Jallianwala Bagh massacre: Indian-origin British MPs to press UK to apologise
Both parliamentarians are part of the Jallianwala Bagh Centenary Commemoration Committeepunjab Updated: Aug 11, 2018 21:44 IST
Indian-origin British parliamentarians — Lord Meghnad Desai and Lord Raj Loomba — are ready to initiate debate in the House of Lords to press the UK parliament to apologise for the Jallianwala Bagh massacre in Amritsar in 1919.
Both are part of the Jallianwala Bagh Centenary Commemoration Committee (JBCCC). They announced this on Saturday at the Partition Museum in Town Hall here during the inauguration of an exhibition, ‘Punjab under Siege – the Jallianwala Bagh Centenary (1919–2019)’.
On April 13, 1919, around 50 troops of the British Indian Army, under the command of Colonel Reginald Dyer, fired rifles into a crowd of around 15,000 civilians who had gathered at Jallianwala Bagh near the Golden Temple to celebrate the harvest festival of Baisakhi and condemn the arrest and deportation of two national leaders, Satya Pal and Dr Saifuddin Kitchlew. The Indian National Congress estimated that more than 1,500 were injured, with around 1,000 dead. The coming year marks its centenary.
“Lord Desai and Lord Loomba along with other lords of the British parliament will make it possible for the UK to apologise for the brutality shown by its rulers in India,” said Manjit Singh GK, president of the Delhi Sikh Gurdwara Management Committee and patron of the JBCCC.

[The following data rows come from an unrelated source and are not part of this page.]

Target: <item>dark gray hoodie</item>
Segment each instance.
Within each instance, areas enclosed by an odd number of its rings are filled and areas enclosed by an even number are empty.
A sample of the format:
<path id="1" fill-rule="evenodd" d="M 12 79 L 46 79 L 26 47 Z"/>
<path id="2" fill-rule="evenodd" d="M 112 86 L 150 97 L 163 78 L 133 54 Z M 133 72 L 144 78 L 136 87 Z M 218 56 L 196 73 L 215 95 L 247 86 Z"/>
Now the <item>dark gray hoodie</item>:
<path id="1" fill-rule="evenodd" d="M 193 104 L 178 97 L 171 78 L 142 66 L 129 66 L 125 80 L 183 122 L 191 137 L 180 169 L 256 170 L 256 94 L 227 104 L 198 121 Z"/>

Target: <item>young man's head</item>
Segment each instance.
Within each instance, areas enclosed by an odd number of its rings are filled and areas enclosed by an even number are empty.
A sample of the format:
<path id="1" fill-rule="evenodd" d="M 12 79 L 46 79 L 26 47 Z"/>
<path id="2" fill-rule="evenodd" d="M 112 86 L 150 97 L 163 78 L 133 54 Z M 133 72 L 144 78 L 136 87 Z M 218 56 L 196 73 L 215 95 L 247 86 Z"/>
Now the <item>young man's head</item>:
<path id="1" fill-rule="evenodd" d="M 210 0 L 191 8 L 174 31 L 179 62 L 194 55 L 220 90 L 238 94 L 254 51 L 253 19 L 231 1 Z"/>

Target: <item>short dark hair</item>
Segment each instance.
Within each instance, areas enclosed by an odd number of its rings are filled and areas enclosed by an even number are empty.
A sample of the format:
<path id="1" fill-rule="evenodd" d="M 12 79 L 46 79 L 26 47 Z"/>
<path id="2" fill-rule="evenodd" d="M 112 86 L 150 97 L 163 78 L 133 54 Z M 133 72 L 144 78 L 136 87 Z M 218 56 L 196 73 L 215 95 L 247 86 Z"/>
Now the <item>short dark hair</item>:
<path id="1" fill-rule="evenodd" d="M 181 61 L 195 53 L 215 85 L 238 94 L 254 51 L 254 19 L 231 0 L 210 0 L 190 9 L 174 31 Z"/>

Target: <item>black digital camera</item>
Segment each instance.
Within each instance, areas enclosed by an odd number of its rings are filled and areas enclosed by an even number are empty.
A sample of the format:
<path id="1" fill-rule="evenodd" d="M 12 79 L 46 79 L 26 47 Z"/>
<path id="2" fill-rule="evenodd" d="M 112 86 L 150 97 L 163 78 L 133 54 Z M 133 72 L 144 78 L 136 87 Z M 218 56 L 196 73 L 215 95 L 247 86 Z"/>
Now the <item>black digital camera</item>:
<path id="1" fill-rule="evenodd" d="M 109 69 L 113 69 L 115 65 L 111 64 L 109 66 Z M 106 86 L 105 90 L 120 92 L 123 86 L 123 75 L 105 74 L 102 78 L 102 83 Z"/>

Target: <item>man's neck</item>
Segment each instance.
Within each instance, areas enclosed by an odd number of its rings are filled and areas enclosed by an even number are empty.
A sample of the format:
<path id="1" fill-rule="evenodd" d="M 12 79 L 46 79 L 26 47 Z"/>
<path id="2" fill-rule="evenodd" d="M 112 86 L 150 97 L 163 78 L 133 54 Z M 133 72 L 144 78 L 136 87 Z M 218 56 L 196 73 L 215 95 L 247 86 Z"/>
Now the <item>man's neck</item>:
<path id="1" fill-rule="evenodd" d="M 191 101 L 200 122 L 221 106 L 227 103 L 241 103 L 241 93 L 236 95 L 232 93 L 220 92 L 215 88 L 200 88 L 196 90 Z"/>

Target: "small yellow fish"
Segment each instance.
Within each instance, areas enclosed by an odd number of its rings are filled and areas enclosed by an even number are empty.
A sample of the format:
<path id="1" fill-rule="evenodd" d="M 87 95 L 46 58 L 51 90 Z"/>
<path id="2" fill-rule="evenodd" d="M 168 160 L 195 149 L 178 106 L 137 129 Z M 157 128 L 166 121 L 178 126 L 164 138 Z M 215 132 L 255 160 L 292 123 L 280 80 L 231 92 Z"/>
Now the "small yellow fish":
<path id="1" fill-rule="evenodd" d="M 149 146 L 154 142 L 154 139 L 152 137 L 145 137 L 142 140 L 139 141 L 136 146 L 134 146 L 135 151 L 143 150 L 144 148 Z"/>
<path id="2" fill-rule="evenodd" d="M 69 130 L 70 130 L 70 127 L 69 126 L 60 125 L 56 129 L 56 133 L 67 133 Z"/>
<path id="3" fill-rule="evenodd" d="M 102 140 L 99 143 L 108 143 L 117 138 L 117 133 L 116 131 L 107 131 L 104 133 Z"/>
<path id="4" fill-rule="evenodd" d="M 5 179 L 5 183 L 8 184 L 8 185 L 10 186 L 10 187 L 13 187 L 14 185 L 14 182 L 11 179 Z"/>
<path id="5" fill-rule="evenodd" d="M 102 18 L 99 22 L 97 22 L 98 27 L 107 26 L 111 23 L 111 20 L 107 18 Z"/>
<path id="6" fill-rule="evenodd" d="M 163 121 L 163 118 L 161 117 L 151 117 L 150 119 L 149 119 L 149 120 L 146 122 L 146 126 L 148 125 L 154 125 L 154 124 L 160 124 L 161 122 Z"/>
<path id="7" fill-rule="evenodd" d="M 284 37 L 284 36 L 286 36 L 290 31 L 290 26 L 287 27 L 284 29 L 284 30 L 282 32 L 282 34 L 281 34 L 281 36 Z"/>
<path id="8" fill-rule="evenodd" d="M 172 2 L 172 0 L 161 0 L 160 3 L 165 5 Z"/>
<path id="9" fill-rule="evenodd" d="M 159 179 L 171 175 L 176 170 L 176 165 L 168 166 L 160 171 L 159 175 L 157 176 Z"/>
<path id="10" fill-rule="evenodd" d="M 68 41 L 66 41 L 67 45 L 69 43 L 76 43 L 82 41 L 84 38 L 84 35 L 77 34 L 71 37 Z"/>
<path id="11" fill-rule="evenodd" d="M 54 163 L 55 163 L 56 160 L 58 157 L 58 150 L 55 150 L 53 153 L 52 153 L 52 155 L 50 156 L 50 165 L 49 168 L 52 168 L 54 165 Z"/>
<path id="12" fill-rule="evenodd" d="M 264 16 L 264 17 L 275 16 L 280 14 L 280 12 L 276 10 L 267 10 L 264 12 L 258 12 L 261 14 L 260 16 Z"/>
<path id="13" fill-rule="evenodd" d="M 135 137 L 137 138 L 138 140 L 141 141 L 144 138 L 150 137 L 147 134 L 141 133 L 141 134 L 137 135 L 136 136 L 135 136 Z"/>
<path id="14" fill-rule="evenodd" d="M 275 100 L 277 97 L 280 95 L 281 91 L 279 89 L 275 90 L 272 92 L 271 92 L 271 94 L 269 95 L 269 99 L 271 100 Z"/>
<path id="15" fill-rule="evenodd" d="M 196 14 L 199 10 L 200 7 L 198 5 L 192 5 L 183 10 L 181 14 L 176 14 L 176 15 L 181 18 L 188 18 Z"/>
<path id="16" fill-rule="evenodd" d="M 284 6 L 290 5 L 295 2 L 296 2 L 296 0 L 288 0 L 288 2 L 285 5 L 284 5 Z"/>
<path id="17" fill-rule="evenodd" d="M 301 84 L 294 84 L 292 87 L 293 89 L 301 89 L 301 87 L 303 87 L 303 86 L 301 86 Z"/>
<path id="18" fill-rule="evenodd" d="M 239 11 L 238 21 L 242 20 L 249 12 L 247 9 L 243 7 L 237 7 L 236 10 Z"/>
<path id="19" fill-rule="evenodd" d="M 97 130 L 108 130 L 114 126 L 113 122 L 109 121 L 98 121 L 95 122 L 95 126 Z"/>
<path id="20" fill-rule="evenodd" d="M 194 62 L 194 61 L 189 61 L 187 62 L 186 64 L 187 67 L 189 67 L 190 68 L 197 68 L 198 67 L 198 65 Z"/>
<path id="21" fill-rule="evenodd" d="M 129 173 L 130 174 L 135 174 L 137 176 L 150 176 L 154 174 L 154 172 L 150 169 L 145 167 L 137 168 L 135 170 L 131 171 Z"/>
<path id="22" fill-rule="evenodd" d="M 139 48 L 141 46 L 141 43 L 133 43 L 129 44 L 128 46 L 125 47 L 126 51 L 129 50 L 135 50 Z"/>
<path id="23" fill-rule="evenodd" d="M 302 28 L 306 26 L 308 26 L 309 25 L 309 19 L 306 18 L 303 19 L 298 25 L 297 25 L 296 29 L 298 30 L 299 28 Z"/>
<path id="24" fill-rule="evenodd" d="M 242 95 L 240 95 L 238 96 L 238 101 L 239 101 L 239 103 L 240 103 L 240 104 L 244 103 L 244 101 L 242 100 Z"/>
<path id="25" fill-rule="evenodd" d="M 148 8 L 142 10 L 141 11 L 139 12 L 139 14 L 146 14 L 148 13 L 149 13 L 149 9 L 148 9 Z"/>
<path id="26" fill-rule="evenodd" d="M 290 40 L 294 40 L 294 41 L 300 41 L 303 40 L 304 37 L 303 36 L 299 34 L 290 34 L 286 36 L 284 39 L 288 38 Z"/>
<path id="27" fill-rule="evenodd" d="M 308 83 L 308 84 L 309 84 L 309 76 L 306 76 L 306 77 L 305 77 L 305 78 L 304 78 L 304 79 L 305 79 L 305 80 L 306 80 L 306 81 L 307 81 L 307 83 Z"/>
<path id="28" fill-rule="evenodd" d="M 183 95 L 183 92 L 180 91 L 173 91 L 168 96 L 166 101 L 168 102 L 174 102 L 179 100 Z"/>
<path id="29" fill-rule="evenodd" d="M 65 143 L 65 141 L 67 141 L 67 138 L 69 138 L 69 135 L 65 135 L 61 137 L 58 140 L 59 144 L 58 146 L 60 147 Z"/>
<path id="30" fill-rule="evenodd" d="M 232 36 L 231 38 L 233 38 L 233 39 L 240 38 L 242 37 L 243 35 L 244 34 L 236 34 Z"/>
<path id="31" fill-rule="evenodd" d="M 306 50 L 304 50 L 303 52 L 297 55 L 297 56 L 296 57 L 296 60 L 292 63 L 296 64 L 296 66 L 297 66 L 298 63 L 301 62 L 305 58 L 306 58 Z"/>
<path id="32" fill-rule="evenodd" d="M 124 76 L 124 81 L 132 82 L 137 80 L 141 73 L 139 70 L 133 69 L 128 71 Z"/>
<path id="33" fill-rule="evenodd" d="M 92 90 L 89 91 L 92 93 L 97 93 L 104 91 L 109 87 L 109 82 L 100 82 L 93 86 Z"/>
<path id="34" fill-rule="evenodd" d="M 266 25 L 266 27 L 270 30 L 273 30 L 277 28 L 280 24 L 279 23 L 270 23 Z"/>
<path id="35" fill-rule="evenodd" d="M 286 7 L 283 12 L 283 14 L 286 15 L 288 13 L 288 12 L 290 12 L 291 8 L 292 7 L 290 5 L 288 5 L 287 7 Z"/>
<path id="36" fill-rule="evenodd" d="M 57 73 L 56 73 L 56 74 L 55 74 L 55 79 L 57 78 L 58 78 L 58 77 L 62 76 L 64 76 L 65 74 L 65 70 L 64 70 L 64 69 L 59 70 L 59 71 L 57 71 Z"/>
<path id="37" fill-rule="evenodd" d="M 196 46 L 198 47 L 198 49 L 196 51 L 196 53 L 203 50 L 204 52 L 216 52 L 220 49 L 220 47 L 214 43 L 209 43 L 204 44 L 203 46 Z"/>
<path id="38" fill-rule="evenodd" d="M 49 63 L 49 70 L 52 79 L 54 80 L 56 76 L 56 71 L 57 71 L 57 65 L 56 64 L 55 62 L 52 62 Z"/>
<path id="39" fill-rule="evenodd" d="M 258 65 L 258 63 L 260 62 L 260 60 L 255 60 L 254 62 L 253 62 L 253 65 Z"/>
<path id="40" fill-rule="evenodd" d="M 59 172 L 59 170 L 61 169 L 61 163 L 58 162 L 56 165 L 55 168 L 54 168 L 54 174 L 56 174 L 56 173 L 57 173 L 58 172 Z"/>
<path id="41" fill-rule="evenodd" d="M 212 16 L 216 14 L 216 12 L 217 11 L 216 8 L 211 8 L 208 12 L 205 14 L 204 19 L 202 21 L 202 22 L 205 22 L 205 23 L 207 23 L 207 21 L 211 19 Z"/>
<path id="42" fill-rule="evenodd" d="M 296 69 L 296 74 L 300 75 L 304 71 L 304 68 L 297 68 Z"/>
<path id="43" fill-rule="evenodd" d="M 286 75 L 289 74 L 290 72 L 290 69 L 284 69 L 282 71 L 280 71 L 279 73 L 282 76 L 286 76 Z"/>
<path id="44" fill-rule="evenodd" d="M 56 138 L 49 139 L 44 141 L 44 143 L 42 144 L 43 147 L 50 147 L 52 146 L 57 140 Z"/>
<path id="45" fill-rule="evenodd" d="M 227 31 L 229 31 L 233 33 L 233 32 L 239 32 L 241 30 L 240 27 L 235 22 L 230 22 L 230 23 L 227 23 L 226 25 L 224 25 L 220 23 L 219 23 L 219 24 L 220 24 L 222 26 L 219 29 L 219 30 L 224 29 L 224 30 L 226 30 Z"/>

JBCCC president Balbir Singh Kakar said: “In the first phase of the campaign, we will make the younger generation of both India and the UK aware of what happened with the Indians under the British rule. We will educate the people to prepare ground for a debate on the Jallianwala Bagh episode. Members of this committee will initiate debate in the UK parliament to persuade the country to apologise, which is our ultimate aim.”
Other members of committee include Lady Kishwar Desai, Navtej Singh Sarna, Virendra Sharma and Dr Rajinder Singh Chadha (patron-in-chief).
Meanwhile, members of The Arts and Cultural Heritage Trust (TAACHT) that set up the museum, Loomba Foundation and the International Punjab Forum announced their pledge to take the exhibition to venues across India and UK.
Accompanied by Desai and other committee members, except Sarna and Sharma, Loomba said: “The Indian community in England will gain a lot through this exhibition.” He also announced a special event at the House of Lords to commemorate the massacre.